Aprendendo a língua portuguesa, Damião, o recém-chegado, centrou a vida em missões religiosas. As Santas Missões. Em 66 anos de andanças pelo Nordeste, marcou vilas e cidades com sermões ortodoxos. Condenava o pecado. Combatia o protestantismo. Ameaçava os errantes com o inferno e prometia o céu a quem seguisse a religião. Em síntese, um homem preocupado com a doutrina católica. Tanta veemência o fez admirado ou rechaçado. Das críticas vieram os carimbos de conservador, apocalíptico, ingênuo. Da admiração, apóstolo, santo, místico. E homenagens em nomes de ruas, escolas e lojas.

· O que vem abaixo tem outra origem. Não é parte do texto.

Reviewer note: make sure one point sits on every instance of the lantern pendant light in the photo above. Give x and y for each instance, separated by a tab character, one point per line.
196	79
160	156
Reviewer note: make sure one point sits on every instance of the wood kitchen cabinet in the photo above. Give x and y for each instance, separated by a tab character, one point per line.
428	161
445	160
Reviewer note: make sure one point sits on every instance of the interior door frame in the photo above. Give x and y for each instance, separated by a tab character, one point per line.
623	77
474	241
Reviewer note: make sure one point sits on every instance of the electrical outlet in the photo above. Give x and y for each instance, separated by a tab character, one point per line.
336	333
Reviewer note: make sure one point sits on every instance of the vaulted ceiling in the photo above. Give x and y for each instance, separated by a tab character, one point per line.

Os adjetivos alimentaram a fama do capuchinho. Mas raras vezes a fama foi traduzidacomo no Mapa das Missões pregadas por Frei Damião de Bozzano da Custódia Provincial de Pernambuco no Brasil (1931-1949). O mapa, inédito na grande imprensa, projeta a dimensão numérica das atividades do frade. Frei Damião pregou 11.218 vezes entre Alagoas, Pernambuco, Paraíba, Rio Grande do Norte e Ceará. Os sermões abriam os caminhos para os sacramentos. Foram 155.889 crismas, 5.490 casamentos, 2,3 milhões de comunhões, o equivalente a 4,3 vezes a população do Recife em 1950. Nem todas as hóstias foram entregues por ele, mas os romeiros iam às missões em busca de suas palavras e milagres.

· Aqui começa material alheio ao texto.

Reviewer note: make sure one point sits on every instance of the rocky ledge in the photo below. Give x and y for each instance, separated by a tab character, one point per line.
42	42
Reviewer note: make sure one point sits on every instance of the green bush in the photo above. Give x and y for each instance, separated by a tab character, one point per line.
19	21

A imagem do missionário construiu-se como mito na proporção de seus "milagres" e andanças. Fomos no rastro desses elementos. Partimos para reconstruir um caminho de oito décadas de pregações daquele que é conhecido como um dos maiores confessores do catolicismo mundial. E os herdeiros do "santo" apareciam por onde quer que passássemos. Nos 3.352 quilômetros percorridos do Sertão ao Litoral avistamos devotos fervorosos, pagadores de promessas, confessores. A sensação, em alguns recantos, era que Frei Damião ali estava. Estava sim. Na fala do povo, nas imagens de gesso, nos ex-votos, nas rezas. Mas retratado principalmente no rosto de homens e mulheres que, por "obra do destino", receberam o nome do capuchinho por batismo.

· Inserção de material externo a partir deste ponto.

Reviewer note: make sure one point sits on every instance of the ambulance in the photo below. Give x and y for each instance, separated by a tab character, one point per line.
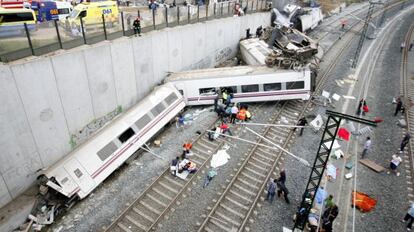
91	14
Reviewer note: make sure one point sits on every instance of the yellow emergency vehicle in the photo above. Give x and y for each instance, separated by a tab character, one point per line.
91	14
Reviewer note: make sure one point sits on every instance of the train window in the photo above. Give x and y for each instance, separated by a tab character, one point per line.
107	151
78	173
295	85
207	91
64	180
250	88
156	110
126	135
272	87
143	121
171	98
230	89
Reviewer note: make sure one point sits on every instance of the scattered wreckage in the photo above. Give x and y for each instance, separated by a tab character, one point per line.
280	46
301	18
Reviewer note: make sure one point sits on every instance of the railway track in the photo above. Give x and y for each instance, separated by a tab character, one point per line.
407	90
237	202
236	205
158	198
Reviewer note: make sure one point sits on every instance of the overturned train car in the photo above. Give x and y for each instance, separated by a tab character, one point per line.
81	171
244	83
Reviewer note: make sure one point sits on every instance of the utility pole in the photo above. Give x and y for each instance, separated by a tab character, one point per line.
372	4
319	165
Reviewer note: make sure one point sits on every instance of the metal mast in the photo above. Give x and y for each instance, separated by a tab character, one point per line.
364	32
319	165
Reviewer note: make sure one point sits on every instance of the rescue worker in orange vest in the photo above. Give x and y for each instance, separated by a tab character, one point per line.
186	149
248	115
242	114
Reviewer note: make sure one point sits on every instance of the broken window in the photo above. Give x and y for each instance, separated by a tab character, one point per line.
157	109
143	121
107	151
250	88
229	89
207	91
78	173
126	135
272	87
295	85
171	98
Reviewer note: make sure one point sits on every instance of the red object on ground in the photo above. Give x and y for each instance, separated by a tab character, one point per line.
365	108
363	202
344	134
378	119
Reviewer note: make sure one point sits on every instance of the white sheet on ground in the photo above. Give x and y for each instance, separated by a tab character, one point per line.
335	146
219	159
183	174
331	171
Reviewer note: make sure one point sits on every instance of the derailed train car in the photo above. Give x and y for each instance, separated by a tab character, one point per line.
245	83
81	171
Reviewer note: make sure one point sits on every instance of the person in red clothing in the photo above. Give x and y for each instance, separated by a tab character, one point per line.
225	128
186	149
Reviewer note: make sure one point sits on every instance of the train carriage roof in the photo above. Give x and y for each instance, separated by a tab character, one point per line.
223	72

mpossível ficar indiferente às dezenas de Damiões e Damianas. Não ficamos. São eles os condutores deste caderno especial, que ganha simbolismo pelos 80 anos da viagem de Frei Damião ao Brasil, 14 anos após a sua morte. Afinal, as palavras e os silêncios desses nordestinos revelam mais do que suas próprias histórias. Sejam de pecadores ou arrependidos. Os Damiões e Damianas falam por si e nos remetem a nuances da vida do missionário. Numa ligação além da gratidão expressa por um nom. Mas também cunhada na maneira de os Damiões e Damianas viverem, encararem e reproduzirem o pensamento do frade. Foram esses os caminhos que optamos seguir. E graças a um outro caminho, iniciado pelo já Frei Damião de Bozzano, em 28 de maio de 1931, em Gênova (Itália), a bordo do navio Conte-Rosso, que desembarcaria no Recife vinte dias depois.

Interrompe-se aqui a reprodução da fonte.